With so many streaming choices these days, choosing the right cable-cutting service for your household can be difficult. There are dozens of top-notch streaming services like Netflix and Amazon Video which offer video-on-demand, while streaming services like Hulu and DIRECTV NOW have begun offering live streams of the best cable and broadcast television networks. Price is often one of the most important factors consumers use to choose how to cut the cord, but when choosing a streaming service depends on other various factors, it can be a chore to dig through each individual service’s offerings to determine which is right for you. Luckily, a new service called Suppose.TV has sprung up to help you compare streaming services based on a wide range of options.
Suppose.TV claims their service “compares millions of combinations of TV services and finds the best for you.” The site scans the 50 largest US streaming markets, which covers 70% of the American population. Users can compare streaming services based on factors like availability of local content, options for premium networks, price, networks available, and even multilingual support.
Suppose.TV is the brainchild of John Tantum, founder and former president of Virgin Mobile USA, and Bay Area tech entrepreneur Andrew Shapiro. Tantum told TechCrunch that the idea came to the pair as they noticed the blindingly fast rate at which new streaming services were appearing on the market:
We had been following the space closely and it became apparent that there was a new entry every month or two. But their services are very complicated – Sling TV, especially, with their number of add-ons and their two base packages. It’s an incredibly complicated choice for a customer to make between the different services, and even within a single service. And not to mention trying to compare that to your satellite and cable provider and the options there.

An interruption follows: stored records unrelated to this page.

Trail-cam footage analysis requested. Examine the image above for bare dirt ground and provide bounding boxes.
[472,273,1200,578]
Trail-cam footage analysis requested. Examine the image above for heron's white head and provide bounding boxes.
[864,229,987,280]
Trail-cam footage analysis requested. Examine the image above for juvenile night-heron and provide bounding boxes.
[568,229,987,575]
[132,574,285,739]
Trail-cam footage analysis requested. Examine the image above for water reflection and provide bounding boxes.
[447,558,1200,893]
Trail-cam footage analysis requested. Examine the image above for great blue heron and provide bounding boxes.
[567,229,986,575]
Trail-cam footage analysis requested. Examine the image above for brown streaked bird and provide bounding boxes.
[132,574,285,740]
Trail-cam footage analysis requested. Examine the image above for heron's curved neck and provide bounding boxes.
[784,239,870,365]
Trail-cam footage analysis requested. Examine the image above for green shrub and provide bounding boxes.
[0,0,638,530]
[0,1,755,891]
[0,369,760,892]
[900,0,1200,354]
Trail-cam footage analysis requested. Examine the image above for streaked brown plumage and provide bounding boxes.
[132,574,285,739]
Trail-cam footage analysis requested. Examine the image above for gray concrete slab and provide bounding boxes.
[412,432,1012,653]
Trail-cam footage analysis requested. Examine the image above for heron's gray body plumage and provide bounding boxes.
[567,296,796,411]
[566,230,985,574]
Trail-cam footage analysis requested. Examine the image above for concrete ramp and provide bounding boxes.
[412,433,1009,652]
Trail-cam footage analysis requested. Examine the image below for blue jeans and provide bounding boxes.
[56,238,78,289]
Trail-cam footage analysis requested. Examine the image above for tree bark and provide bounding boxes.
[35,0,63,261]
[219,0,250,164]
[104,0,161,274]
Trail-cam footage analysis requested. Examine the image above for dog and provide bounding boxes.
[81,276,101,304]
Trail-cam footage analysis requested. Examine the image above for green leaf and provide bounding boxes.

As of now, Suppose.TV only compares cable-cutting services which are cable replacements, excluding video-on-demand services like Netflix, Amazon Prime Video, and Hulu on-demand. However, the site is adding new features every day and will soon allow users to begin crowd-sourcing some of the information used by the site’s databases as opposed to getting information straight from streaming services themselves. If you want to cut the cord but don’t know where to begin, give Suppose.TV a shot.